3 – The Good Place (NBC)
The folks from Parks and Rec taking on the afterlife was always going to be full of witty shenanigans. Still, no one could have predicted the abundant creativity of the whimsical plot or the emotional damage of the central relationship. I am not exaggerating when I say this show may articulate more genuine insights about the inherent truths of life than any religious text. Also, lots of Molotov cocktail jokes, which is a plus.

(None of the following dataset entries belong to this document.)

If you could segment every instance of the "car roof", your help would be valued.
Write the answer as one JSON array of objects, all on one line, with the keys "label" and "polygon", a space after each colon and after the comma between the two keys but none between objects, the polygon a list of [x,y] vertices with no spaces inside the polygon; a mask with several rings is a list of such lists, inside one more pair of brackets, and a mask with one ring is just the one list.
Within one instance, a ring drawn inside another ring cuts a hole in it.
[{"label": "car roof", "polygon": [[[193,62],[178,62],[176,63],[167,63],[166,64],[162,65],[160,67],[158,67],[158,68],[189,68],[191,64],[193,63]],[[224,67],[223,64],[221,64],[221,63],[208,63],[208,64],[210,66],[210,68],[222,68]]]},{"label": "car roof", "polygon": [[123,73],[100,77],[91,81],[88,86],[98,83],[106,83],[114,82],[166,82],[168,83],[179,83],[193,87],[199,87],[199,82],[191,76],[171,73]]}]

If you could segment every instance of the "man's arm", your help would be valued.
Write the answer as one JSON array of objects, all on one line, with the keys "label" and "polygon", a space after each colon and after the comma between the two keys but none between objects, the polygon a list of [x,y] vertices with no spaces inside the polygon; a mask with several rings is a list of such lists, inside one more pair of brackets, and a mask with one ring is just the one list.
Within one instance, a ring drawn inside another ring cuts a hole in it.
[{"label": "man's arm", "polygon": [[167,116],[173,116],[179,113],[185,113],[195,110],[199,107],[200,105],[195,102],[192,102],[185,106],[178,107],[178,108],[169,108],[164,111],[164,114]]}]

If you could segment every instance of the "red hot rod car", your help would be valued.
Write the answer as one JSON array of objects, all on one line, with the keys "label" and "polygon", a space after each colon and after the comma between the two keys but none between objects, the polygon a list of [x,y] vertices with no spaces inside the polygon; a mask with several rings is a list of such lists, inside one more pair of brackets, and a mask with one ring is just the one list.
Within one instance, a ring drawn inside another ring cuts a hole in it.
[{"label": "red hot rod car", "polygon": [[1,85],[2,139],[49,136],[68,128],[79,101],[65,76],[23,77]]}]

2 – Fleabag (Amazon Prime)
By now, you’ve certainly heard the praises sung by hot-priest-loving choirs and seen the army of Emmys that now crowd the mantle of the genius that is Phoebe Waller-Bridge. I can’t really say anything you haven’t heard already about this. I can just tell you that, yes, it is actually that funny, that powerful and that truly perfect. Only an idiot wouldn’t have this as his year’s best.
1 – Watchmen (HBO)
Damon Lindelof has made me that idiot. I was so frightened at the prospect of this show, which I thought would either tread over the same oft-trod-upon ground as the original comic or extend it in an unintentionally silly direction. Nope! This sophisticated extension of the core conceits of Alan Moore’s graphic novel tackles racism in a profoundly substantial way, which I’m gonna say is particularly important right now. From its brutally provocative black-and-white flashback episode to the shocking reveal of a major character’s identity, Watchmen has most firmly grasped the full potential of what live-action comic book material can be. And it’s technically a DC product, so people who claim I’m a hater must now legally suck it.
The Best New Shows of 2020
As an added bonus, in no particular order, here are the new shows debuting next year that I am most looking forward to seeing:
- Station Eleven: One of my favorite post-apocalyptic novels heads to HBO, which is great now that Weiss and Benioff are gone!
- Star Trek: Picard: We have never needed Jean-Luc’s leadership more, and both Michael Chabon and Data are on board. I’m already engaged.
- Lord of the Rings: If we don’t support this show, they’re going to remake the movies, so get hyped.
- Avenue 5: A Hugh Laurie-led space comedy from the folks behind Veep? OK, HBO, you got me again.
- Obi-Wan Kenobi series: Now that we know The Mandalorian doesn’t suck, we’re allowed to be excited for this.
- Snowpiercer: Even if it features 100% less Tilda Swinton than I prefer, it features 100% more Daveed Diggs and Jennifer Connelly than other projects.
- Marvel shows: From Marvel to Moon Knight to … other shows not starting with the letter M, we’re all going to watch the crap out of these, right?